She read all the time she was alone in the house. There was a good library of archaeological books and magazines. And, unexpectedly, she found the life very enjoyable. Tea was brought to her in the early morning, then she went out on the dig to help Richard with camera work. To put pottery back together. To watch as the walls of a palace were slowly dug out. To see how carefully the men worked.
Richard Baker still looked at her thoughtfully sometimes, but he was friendly and amused by her enthusiasm.
‘It’s all new to you,’ he said one day. ‘I remember how excited I was my first season.’
‘How long ago was that?’
He smiled. ‘Rather a long time ago - fifteen years.’
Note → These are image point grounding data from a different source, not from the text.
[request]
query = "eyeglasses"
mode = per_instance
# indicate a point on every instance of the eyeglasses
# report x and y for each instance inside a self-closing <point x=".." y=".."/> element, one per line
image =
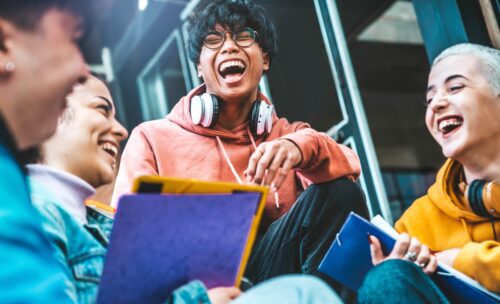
<point x="216" y="39"/>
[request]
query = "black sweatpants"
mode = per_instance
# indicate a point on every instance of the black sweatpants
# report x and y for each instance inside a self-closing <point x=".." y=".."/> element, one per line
<point x="298" y="241"/>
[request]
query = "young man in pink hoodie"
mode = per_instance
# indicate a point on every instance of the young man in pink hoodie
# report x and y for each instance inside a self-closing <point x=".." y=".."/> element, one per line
<point x="233" y="134"/>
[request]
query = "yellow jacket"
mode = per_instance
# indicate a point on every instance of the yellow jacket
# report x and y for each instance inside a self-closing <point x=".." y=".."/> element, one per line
<point x="441" y="221"/>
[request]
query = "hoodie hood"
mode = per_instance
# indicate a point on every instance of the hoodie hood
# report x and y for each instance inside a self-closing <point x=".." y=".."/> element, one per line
<point x="445" y="196"/>
<point x="181" y="116"/>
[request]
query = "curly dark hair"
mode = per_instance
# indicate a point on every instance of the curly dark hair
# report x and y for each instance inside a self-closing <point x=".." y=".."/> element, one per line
<point x="234" y="15"/>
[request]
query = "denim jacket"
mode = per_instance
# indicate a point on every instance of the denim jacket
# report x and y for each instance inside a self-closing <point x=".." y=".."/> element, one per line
<point x="28" y="272"/>
<point x="81" y="242"/>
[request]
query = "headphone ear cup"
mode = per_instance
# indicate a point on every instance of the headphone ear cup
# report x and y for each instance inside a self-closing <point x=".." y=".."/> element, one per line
<point x="254" y="118"/>
<point x="204" y="110"/>
<point x="215" y="110"/>
<point x="475" y="198"/>
<point x="261" y="118"/>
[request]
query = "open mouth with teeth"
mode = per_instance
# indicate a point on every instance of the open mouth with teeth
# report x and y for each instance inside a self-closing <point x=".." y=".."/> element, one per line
<point x="450" y="124"/>
<point x="231" y="70"/>
<point x="109" y="148"/>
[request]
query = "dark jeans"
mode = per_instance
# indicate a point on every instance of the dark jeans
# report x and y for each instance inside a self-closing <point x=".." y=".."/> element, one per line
<point x="298" y="241"/>
<point x="399" y="281"/>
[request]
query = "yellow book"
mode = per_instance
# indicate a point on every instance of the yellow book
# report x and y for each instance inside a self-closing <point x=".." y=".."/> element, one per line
<point x="172" y="185"/>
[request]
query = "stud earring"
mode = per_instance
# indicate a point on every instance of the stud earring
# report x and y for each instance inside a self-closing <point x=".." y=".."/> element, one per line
<point x="9" y="67"/>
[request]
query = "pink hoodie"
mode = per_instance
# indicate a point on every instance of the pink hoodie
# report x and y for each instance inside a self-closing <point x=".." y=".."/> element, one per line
<point x="176" y="147"/>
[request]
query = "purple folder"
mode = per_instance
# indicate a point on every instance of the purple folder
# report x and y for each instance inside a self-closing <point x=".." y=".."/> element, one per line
<point x="162" y="241"/>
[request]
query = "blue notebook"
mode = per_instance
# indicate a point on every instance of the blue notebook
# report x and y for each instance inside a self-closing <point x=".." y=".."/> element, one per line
<point x="348" y="261"/>
<point x="160" y="242"/>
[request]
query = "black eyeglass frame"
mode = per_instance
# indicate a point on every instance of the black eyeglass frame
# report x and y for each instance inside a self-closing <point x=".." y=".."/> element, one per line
<point x="223" y="33"/>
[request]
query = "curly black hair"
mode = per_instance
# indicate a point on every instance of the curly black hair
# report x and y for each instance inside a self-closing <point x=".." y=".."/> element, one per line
<point x="235" y="15"/>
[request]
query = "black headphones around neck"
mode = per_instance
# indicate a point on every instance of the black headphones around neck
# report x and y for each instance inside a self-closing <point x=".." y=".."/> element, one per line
<point x="482" y="198"/>
<point x="204" y="110"/>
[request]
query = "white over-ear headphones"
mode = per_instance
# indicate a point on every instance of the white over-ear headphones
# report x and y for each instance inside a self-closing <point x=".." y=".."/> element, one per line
<point x="205" y="110"/>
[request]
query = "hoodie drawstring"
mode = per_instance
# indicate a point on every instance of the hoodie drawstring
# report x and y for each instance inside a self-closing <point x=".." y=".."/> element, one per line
<point x="233" y="170"/>
<point x="466" y="228"/>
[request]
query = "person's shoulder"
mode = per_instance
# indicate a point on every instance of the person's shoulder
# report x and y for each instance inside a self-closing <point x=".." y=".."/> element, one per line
<point x="419" y="211"/>
<point x="54" y="218"/>
<point x="151" y="128"/>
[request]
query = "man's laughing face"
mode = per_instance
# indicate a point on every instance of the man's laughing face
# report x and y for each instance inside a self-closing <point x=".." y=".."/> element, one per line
<point x="232" y="72"/>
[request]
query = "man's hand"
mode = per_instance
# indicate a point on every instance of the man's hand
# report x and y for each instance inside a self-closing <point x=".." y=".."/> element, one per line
<point x="223" y="295"/>
<point x="448" y="256"/>
<point x="406" y="248"/>
<point x="271" y="162"/>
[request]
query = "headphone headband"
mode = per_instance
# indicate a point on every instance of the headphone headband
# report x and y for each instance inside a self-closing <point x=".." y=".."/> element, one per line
<point x="205" y="110"/>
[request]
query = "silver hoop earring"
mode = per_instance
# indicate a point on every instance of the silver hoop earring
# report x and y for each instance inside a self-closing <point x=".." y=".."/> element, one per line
<point x="9" y="67"/>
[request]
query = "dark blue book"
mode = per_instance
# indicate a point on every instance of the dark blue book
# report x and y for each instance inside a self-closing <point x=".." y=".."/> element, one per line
<point x="348" y="261"/>
<point x="160" y="242"/>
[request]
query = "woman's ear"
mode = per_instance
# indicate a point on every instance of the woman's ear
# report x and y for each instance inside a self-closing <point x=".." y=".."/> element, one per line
<point x="265" y="62"/>
<point x="200" y="74"/>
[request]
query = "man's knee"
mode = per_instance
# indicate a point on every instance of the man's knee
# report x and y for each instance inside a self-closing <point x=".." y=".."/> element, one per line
<point x="290" y="289"/>
<point x="342" y="194"/>
<point x="389" y="272"/>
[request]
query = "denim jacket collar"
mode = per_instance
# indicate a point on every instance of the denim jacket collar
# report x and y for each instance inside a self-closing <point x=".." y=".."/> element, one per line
<point x="71" y="190"/>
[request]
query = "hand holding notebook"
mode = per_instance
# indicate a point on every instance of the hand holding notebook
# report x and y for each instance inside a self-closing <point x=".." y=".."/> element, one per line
<point x="349" y="260"/>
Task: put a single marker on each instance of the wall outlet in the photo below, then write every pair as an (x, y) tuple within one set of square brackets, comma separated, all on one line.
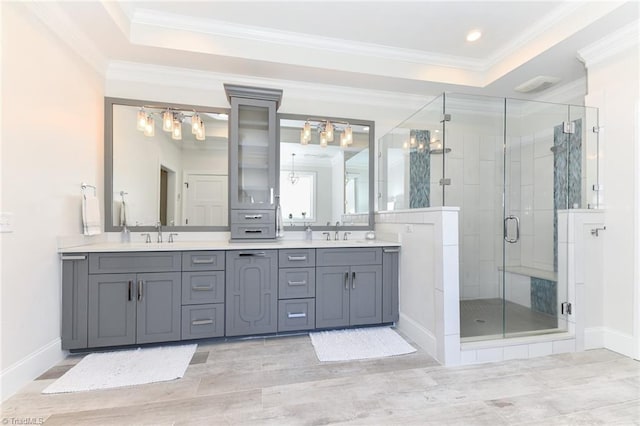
[(6, 222)]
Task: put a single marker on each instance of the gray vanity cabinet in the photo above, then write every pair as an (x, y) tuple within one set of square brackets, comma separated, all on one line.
[(75, 283), (133, 308), (390, 268), (349, 291), (251, 292)]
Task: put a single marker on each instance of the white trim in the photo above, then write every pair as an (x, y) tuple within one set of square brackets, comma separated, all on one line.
[(418, 334), (194, 79), (19, 374), (613, 44), (263, 35)]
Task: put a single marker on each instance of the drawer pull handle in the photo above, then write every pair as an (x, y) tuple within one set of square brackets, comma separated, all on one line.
[(201, 288), (80, 257), (201, 261), (292, 258), (202, 322), (257, 254)]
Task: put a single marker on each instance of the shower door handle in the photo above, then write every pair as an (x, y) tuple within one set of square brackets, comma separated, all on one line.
[(506, 229)]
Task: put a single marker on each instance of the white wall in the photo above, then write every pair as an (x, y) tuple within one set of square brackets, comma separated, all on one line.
[(613, 69), (52, 114)]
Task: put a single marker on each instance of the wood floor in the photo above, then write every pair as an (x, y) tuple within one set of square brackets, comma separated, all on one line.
[(279, 381)]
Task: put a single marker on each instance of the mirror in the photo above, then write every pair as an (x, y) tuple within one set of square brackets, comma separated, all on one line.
[(319, 185), (152, 175)]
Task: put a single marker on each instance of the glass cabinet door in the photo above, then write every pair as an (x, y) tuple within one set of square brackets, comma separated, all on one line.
[(253, 177)]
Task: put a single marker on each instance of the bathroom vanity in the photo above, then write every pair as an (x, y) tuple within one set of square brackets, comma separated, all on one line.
[(124, 294)]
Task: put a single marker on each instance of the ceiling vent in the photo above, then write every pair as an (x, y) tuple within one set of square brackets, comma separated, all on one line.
[(537, 84)]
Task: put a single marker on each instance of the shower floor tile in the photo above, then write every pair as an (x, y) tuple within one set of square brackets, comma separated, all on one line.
[(483, 317)]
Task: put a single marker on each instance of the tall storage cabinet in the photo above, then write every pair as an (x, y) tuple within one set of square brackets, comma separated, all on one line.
[(253, 173)]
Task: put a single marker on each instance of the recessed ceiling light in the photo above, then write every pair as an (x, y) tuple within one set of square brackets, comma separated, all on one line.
[(474, 35)]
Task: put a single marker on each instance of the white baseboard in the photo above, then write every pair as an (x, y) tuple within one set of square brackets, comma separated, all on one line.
[(420, 335), (604, 337), (19, 374)]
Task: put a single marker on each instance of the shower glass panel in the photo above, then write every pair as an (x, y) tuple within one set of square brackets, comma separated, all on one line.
[(410, 166), (475, 169)]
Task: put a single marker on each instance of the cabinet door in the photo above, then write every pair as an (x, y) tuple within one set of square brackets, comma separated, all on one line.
[(75, 282), (390, 268), (158, 307), (251, 292), (332, 296), (366, 295), (112, 310), (252, 179)]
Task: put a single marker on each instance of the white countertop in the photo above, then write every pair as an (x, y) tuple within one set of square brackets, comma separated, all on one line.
[(222, 245)]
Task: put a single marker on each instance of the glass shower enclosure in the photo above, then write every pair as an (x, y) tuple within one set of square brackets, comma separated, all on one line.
[(510, 166)]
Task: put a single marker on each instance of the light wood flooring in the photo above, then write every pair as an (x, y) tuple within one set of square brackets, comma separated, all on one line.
[(279, 381)]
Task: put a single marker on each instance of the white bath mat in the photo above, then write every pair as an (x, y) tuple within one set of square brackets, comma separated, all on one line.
[(360, 343), (108, 370)]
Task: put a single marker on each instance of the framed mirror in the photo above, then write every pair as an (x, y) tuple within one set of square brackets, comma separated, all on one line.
[(324, 181), (165, 163)]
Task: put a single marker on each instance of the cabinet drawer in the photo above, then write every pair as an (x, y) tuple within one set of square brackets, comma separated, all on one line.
[(100, 263), (296, 283), (200, 321), (251, 217), (296, 258), (203, 261), (202, 287), (253, 232), (296, 314), (349, 256)]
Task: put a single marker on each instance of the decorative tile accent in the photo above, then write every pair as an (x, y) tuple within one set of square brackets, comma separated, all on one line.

‘You talk Arabic very well. If you were dressed as one, could you pass as an Arab?’
He shook his head. ‘Oh no! The only man I know who could pass as one is a man who was actually born here. His father was Consul in lots of wild places. We were at school together. In fact, I saw him only the other day at Basrah. First time in years - and in rather strange circumstances.’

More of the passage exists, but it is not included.